“It is so crucial for the publishing industry to collaborate and to share, to the extent that they can, their fears and their findings,” explained Jonathan Wright, Global Managing director for Dow Jones, while taking part in a recent FIPP Insider Webinar that looked at challenges and opportunities in a post-Covid world. “Publishing survives together, there will be no last person standing. It is about how we collaborate, share and work together.”
One way Dow Jones is doing just that is through mutually beneficial partnerships that accelerate growth for its brands in new markets outside the US – something that was set up five years ago when its most revered title, The Wall Street Journal, realised it had a perception problem.
“After doing research we realised one of the barriers to uptake by new readers outside the US was the perception that The Wall Street Journal was very American, right wing and not international,” explained Nick Pimm, Vice President Commercial Partnerships EMEA. “But once people had sampled our content, it dramatically changed their perceptions and increased uptake. We knew we needed a better way to get our content out to as many people.”
The answer was creating commercial partnerships with a particular focus on membership brands.
“When we thought about the needs of other brands, especially major publishers and other brands that rely on deepening engagement and a direct customer relationship, we decided to align our partnership model with the move in our industry to establish and grow sustainable subscription models,” added Pimm.
Currently Dow Jones have 50 partners around the world who are successfully using their premium content, memberships, brands and knowledge in different ways. Pimm pointed out that the agreements are not a case of “one size fits all” with Dow Jones working with partners across a number of different fields including enhancing the editorial proposition, supporting subscription acquisition initiatives and creating new revenue streams by franchising some of the Dow Jones brands.

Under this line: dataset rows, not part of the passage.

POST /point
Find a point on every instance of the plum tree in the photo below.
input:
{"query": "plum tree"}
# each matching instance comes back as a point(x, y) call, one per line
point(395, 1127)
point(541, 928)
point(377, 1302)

“Mutually beneficial partnerships are a great way to combine resources to drive growth,” said Pimm. “What is important is to be really clear about what we can bring to a partnership and also what we need from a partnership and what we don’t have. It’s much more of a two-way partnership than before. We are aligning along mutual goals.”
By striking up a partnership, The Times of London has seen a 20 per cent improvement in its churn and The Australian a 25 per cent improvement in churn. And the Covid-19 pandemic has only accelerated the need among publishers to enter into partnerships, according to Joe Martin, Vice President of Commercial Partnerships APAC. “Part of the reason we set up a (commercial partnership) team was for us to work closely with publishers, but it’s clear to us that there has never been a more important time to do that than now.”
A partnership that pays off
Partnerships between publishers is not the only collaboration set to flourish. Bespoke, mutually beneficial agreements between advertisers and digital publishers can also grow despite publishers increasing their subscriber base where an increasing amount of content is hidden behind a paywall.
Asked about the balance between advertising revenue and increased subscription revenue on the back of the subscription spike seen during the Covid-19 crisis, Sam Rosen, Senior Vice President of Growth at The Atlantic magazine said: “If anything, having more digital subscribers will assist advertising efforts because it gives advertisers an opportunity to engage with subscribers.” He was speaking during a FIPP Insider Webinar examining data-driven pricing strategies that grow subscription revenues.
Rosen explained that as their digital subscriptions base increased, brands started to show a growing understanding that online media and news journalism are growing increasingly to a subscription-first world. “Brands are starting to enquire about different ways they can sponsor exclusive content or unique experiences for subscribers.
“Some advertisers are looking at bespoke partnerships that will allow them to reach subscribers which are the most engaged. This creates opportunities to optimise page content and find a balance between how they make the most of finding a balance between subscriber revenue and revenue from bespoke, mutually beneficial agreements with brands. “We certainly don’t see the two in conflict.”